TEMPO.CO, Jakarta - Selama mengajar di Sragen Bilingual Boarding School (SBBS), para guru asing dari organisasi Pasiad Turki membawa sejumlah buku karya Fethullah Gulen. "Buku-buku itu dalam bahasa Turki, semacam buku pegangan untuk siswa saat bimbingan rohani," kata Wakil Kepala Hubungan Masyarakat SBBS, Ari Mayang, saat ditemui Tempo, Jumat, 29 Juli 2016.
SBBS adalah sekolah negeri berstatus Sekolah Program Kerja sama (SPK) yang berada di wilayah Kecamatan Gemolong, Kabupaten Sragen, Jawa Tengah. Sekolah bertaraf internasional itu didirikan oleh Pemerintah Kabupaten Sragen yang bekerja sama dengan Pasiad sejak 2008.
Setelah terjadi kudeta militer di Turki pada 15 Juli 2016, pemerintah Turki melalui Kedutaan Besar di Indonesia meminta sekolah-sekolah di Indonesia yang dianggap berkaitan dengan organisasi yang mereka sebut Fethullah Terrorist Organisation (FETO) agar ditutup. Pemerintah Turki menuding Gulen lewat organisasi yang mereka sebut FETO sebagai aktor intelektual kudeta itu.

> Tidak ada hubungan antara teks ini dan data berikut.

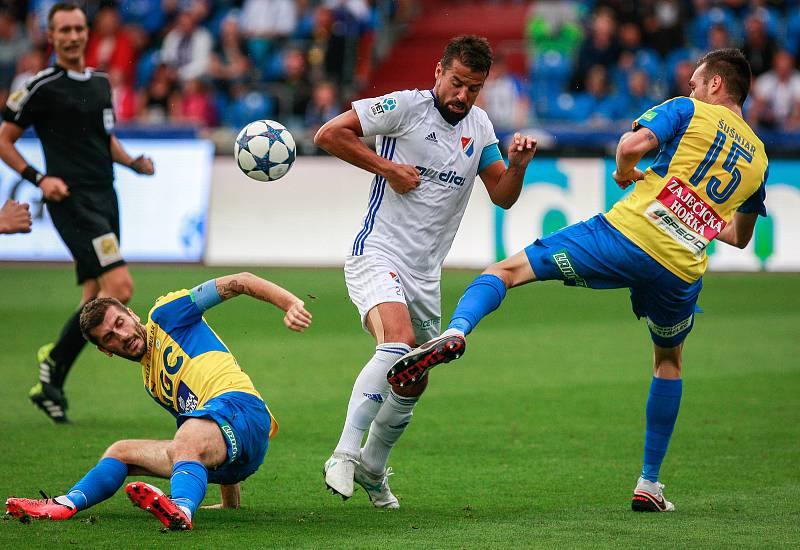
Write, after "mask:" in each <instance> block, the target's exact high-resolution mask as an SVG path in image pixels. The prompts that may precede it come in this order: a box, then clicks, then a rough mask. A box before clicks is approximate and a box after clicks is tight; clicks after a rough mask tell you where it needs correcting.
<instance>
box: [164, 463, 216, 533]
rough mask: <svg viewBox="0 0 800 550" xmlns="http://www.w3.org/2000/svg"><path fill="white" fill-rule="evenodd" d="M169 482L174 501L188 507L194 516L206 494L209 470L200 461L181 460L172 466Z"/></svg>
mask: <svg viewBox="0 0 800 550" xmlns="http://www.w3.org/2000/svg"><path fill="white" fill-rule="evenodd" d="M169 484H170V492H171V493H172V494H171V496H170V498H171V499H172V502H174V503H175V504H177V505H178V506H183V507H184V508H188V509H189V513H190V516H194V513H195V511H196V510H197V507H198V506H200V503H201V502H202V501H203V497H205V496H206V487H207V486H208V470H206V467H205V466H203V465H202V464H200V463H199V462H195V461H193V460H179V461H178V462H176V463H175V465H174V466H173V467H172V477H171V478H170V480H169ZM190 519H191V518H190Z"/></svg>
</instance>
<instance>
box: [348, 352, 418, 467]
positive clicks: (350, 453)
mask: <svg viewBox="0 0 800 550" xmlns="http://www.w3.org/2000/svg"><path fill="white" fill-rule="evenodd" d="M409 351H411V348H410V347H408V346H407V345H406V344H402V343H397V342H387V343H384V344H381V345H379V346H377V347H376V348H375V355H373V356H372V359H370V360H369V361H368V362H367V364H366V365H364V368H363V369H361V373H360V374H359V375H358V378H356V382H355V384H353V393H352V394H350V402H349V403H348V405H347V416H346V417H345V421H344V428H342V435H341V436H340V437H339V443H337V444H336V451H335V452H337V453H347V454H350V455H353V456H358V452H359V449H360V447H361V440H362V439H363V438H364V432H366V431H367V429H369V426H370V424H371V423H372V421H373V420H374V419H375V415H377V414H378V411H379V410H380V409H381V405H382V404H383V403H384V400H385V399H386V398H387V397H388V395H389V389H390V386H389V382H388V381H387V380H386V374H387V373H388V372H389V369H390V368H391V367H392V365H394V362H395V361H397V360H398V359H399V358H400V357H401V356H402V355H405V354H406V353H408V352H409Z"/></svg>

Ari mengatakan, penggunaan buku-buku karangan Fethullah Gulen itu bukanlah kebijakan sekolah. Sebab, dalam kerja sama dengan Pemkab Sragen, Pasiad berperan sebagai manajemen SBBS. "Karena mereka yang pegang manajemen, kami tidak bisa apa-apa (berkaitan dengan penggunaan buku-buku karangan Gulen)," kata Ari.
Kendati demikian, pihak sekolah tidak mempermasalahkan keberadaan buku-buku tersebut lantaran dinilai tidak bermuatan paham atau ideologi ekstrem. Menurut sejumlah siswa SBBS, Ari berujar, buku-buku dari guru asing itu lebih condong pada pelajaran agama, alias bukan buku-buku yang tidak bermuatan politik. "Kami ini sekolah negeri, bukan sekolahnya Fethullah," ujar Ari.
Adapun untuk mata pelajaran umum, SBBS menggunakan buku-buku asing yang dibeli sekolah dari Oxford, Cambridge, dan lain-lain. Menurut Kepala SD Negeri SBBS, Nur Cipto, buku-buku karangan Fethullah Gulen itu menjadi bahan bacaan para siswa dalam kegiatan kamp membaca (reading camp).
"Reading camp itu kegiatan yang diselenggarakan pihak Pasiad untuk mengisi liburan," kata Nur Cipto. Selama tiga hari berkemah ke tempat wisata di luar daerah, Nur mengatakan, para siswa membaca buku-buku karangan Gulen tersebut.
Setelah Kementerian Pendidikan meminta Pemkab Sragen menghentikan kerja sama dengan Pasiad pada Juni 2015 maupun Amity College Australia sejak Juni 2016, buku-buku karangan Gulen itu sudah tidak diberikan kepada siswa. "Sekarang kami masih mencari lembaga pendidikan asing resmi," kata Nur.